AKREDITASI SEKOLAH, TUNTUTAN ATAU KEBUTUHAN?
Oleh Khairul Azan, Dosen STAIN Bengkalis & Ketua DPD GAMa Riau Kabupaten Bengkalis.
Penjaminan mutu merupakah hal baru yang diaplikasikan dalam dunia pendidikan. Pada awalnya konsep ini digunakan dalam dunia industri. Di mana produk yang dihasilkan haruslah benar-benar memperhatikan standar yang mampu memenuhi bahkan melebihi dari apa yang diharapkan oleh para pelanggannya. Oleh sebab itu tidak salah kiranya jika konsep industri tersebut digunakan dalam dunia pendidikan. Karena pada prinsipnya sama.
Hanya saja perlu pengembangan dan ruang lingkup pemahaman yang berbeda, jika di dunia industri yang diolah itu bahan mentah dan hasilnya terlihat secara kasat mata, namun dalam dunia pendidikan tidaklah seperti itu.
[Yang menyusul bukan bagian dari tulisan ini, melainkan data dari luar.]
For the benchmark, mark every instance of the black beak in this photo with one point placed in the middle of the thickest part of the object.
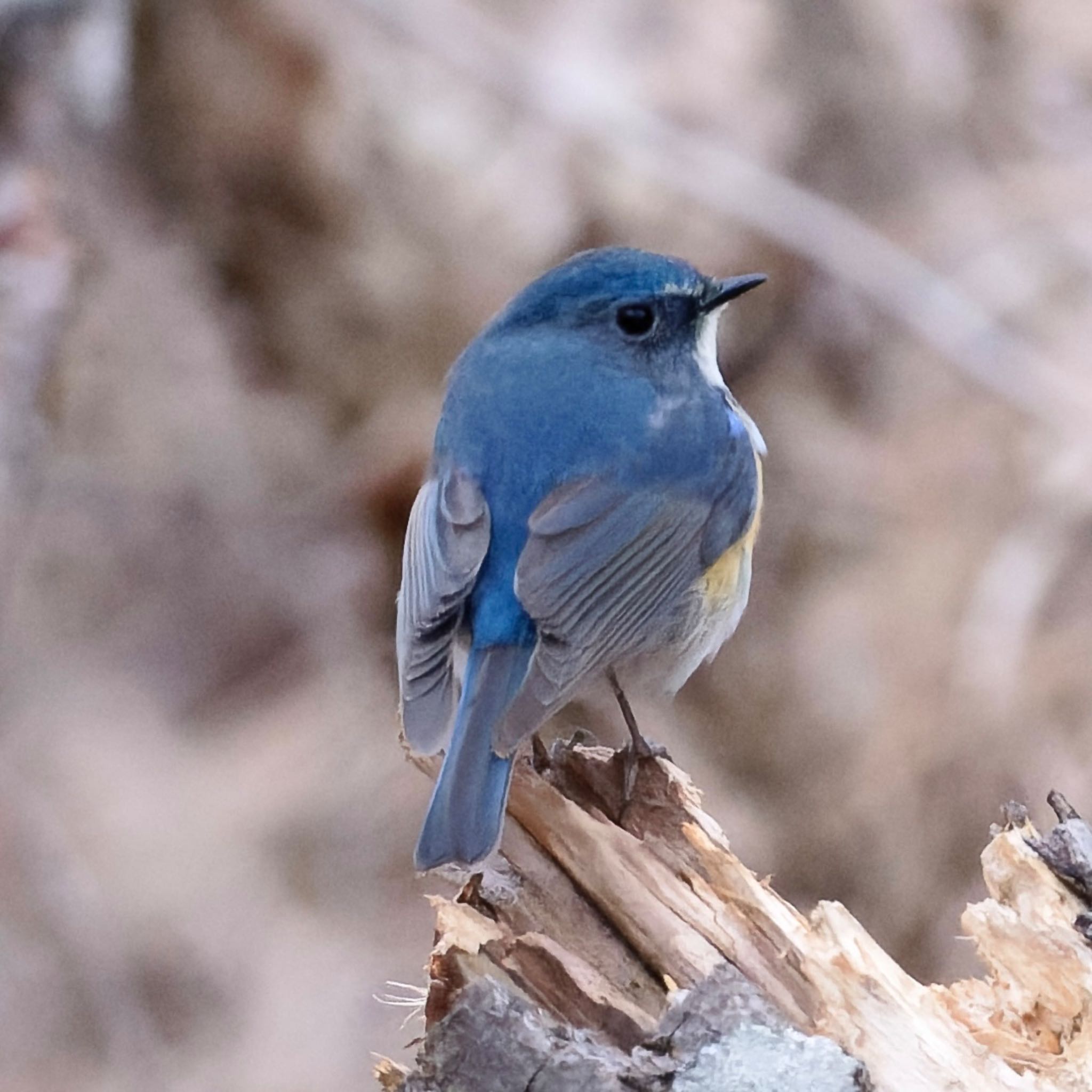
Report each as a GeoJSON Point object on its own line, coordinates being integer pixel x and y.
{"type": "Point", "coordinates": [721, 292]}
Yang diolah adalah manusia yang punya jiwa dan raga dan hasilnya juga bukan seperti di dunia industri melainkan perubahan mindset atau cara pandang yang semakin dewasa dan mandiri sebagai manusia yang terdidik. Inilah kenapa pendidikan itu disebut sebagai lembaga jasa karena hasilnya bersifat abstrak dan perubahannya bukan sekarang namun dimasa yang akan datang.
Berdasarkan penjelasan di atas dapat dipahami bahwa penjaminan mutu pendidikan adalah sebuah konsep yang berusaha memberikan kepercayaan kepada pelanggan pendidikan tentang layanan jasa yang diberikan. Di mana ketika kepercayaan telah dijanjikan maka muaranya adalah pemberian jaminan terhadap layanan yang diberikan.
Pelanggan pendidikan terbagi menjadi dua bagian, yaitu: pelanggan internal; dan pelanggan eksternal. Pelanggan internal adalah kepala sekolah, guru, dan karyawan sekolah. Sedangkan pelanggan eksternal terdiri dari tiga jenis ada primer, skunder dan tersier. Menurut Ali (2007: 619) pelanggan primer adalah peserta didik, yang skunder adalah orang tua, masyarakat dan pemerintah, dan pelanggan tersier adalah pemakai lulusan.
Kepuasan pelanggan akan terwujud ketika tumbuhnya kesadaran dari para pemberi layanan jasa pendidikan tentang pentingnya mutu dalam berkerja sebagai penentu keberlangsungan sekolah. Ketika ini tidak dilakukan maka akan berakibat pada menurunnya kepercayaan pelanggan tentang layanan yang diberikan. Apabila ini terjadi, maka tidak ada kata lain bersiap-siaplah untuk gulung tikar alias sekolah ditutup.
Oleh karena itu untuk menjamin sekolah agar tetap berjalan dengan baik dan tujuan pendidikan dalam hal mencerdaskan kehidupan bangsa sebagaimana amanat konstitusi bisa terwujud maka perlu adanya sistem yang mengikat agarlayanan pendidikan tetap berada pada jalur yang telah di tetapkan. Sehingga dengan adanya sistem tersebut sekolah memiliki rul tentang standar pendidikan di sekolah dan tentunya berharap akan menghasilkan lulusan yang sesuai dengan apa yang diharapkan.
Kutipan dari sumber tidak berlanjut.